An anthology of Rilke's strongest poetry and prose for both aficionados and new readers. Here is a mini-anthology of poetry and prose for both aficionados and those readers discovering Rainer Maria Rilke for the first time. John J. L. Mood has assembled a collection of Rilke's strongest work, presenting commentary along with the selections. Mood links into an essay passages from letters that show Rilke's profound understanding of men and women and his ardent spirituality, rooted in the senses. Combining passion and sensitivity, the poems on love presented here are often not only sensual but sexual as well. Others pursue perennial themes in his work—death and life, growth and transformation.
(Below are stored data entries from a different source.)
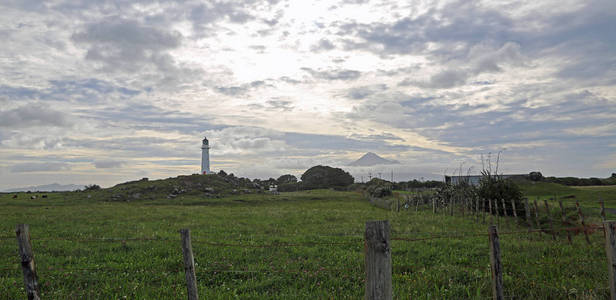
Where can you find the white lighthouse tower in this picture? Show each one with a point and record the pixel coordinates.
(205, 157)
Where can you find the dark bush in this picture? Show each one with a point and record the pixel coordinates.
(319, 177)
(495, 188)
(289, 187)
(535, 176)
(379, 188)
(287, 178)
(92, 187)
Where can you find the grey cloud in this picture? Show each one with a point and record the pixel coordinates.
(460, 21)
(84, 90)
(128, 45)
(40, 167)
(107, 164)
(283, 105)
(232, 90)
(241, 89)
(148, 117)
(362, 92)
(334, 74)
(448, 79)
(33, 115)
(336, 142)
(323, 45)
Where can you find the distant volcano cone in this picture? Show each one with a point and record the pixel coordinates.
(371, 159)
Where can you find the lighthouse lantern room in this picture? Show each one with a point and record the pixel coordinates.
(205, 157)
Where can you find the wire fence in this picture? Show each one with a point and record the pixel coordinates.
(400, 268)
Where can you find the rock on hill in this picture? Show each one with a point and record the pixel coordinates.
(54, 187)
(371, 159)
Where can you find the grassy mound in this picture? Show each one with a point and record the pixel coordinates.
(210, 186)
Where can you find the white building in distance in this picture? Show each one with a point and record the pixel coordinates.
(205, 157)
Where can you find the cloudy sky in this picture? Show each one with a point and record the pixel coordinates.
(108, 91)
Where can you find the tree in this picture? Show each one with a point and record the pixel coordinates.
(319, 177)
(287, 178)
(535, 176)
(92, 187)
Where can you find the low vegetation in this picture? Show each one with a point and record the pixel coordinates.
(74, 262)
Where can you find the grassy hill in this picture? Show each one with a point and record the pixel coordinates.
(586, 195)
(300, 245)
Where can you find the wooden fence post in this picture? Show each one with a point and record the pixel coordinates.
(504, 208)
(577, 204)
(27, 261)
(537, 217)
(496, 265)
(189, 265)
(491, 217)
(483, 209)
(564, 220)
(433, 205)
(602, 211)
(610, 250)
(378, 260)
(547, 208)
(527, 211)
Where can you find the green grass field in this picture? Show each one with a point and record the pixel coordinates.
(587, 195)
(304, 245)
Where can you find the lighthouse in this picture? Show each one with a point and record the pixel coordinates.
(205, 157)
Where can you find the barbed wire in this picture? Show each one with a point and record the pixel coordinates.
(588, 228)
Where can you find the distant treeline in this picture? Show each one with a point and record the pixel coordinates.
(582, 181)
(415, 184)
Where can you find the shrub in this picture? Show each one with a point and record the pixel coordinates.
(92, 187)
(287, 178)
(319, 177)
(379, 188)
(493, 187)
(535, 176)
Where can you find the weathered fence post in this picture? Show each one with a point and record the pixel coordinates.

The book concludes with Rilke's reflections on wisdom and openness to experience, on grasping what is most difficult and turning what is most alien into that which we can most trust.
Author

A mystic lyricism and precise imagery often marked verse of German poet Rainer Maria Rilke, whose collections profoundly influenced 20th-century German literature and include The Book of Hours (1905) and The Duino Elegies (1923). People consider him of the greatest 20th century users of the language. His haunting images tend to focus on the difficulty of communion with the ineffable in an age of disbelief, solitude, and profound anxiety—themes that tend to position him as a transitional figure between the traditional and the modernist poets. His two most famous sequences include the Sonnets to Orpheus , and his most famous prose works include the Letters to a Young Poet and the semi-autobiographical The Notebooks of Malte Laurids Brigge . He also wrote more than four hundred poems in French, dedicated to the canton of Valais in Switzerland, his homeland of choice.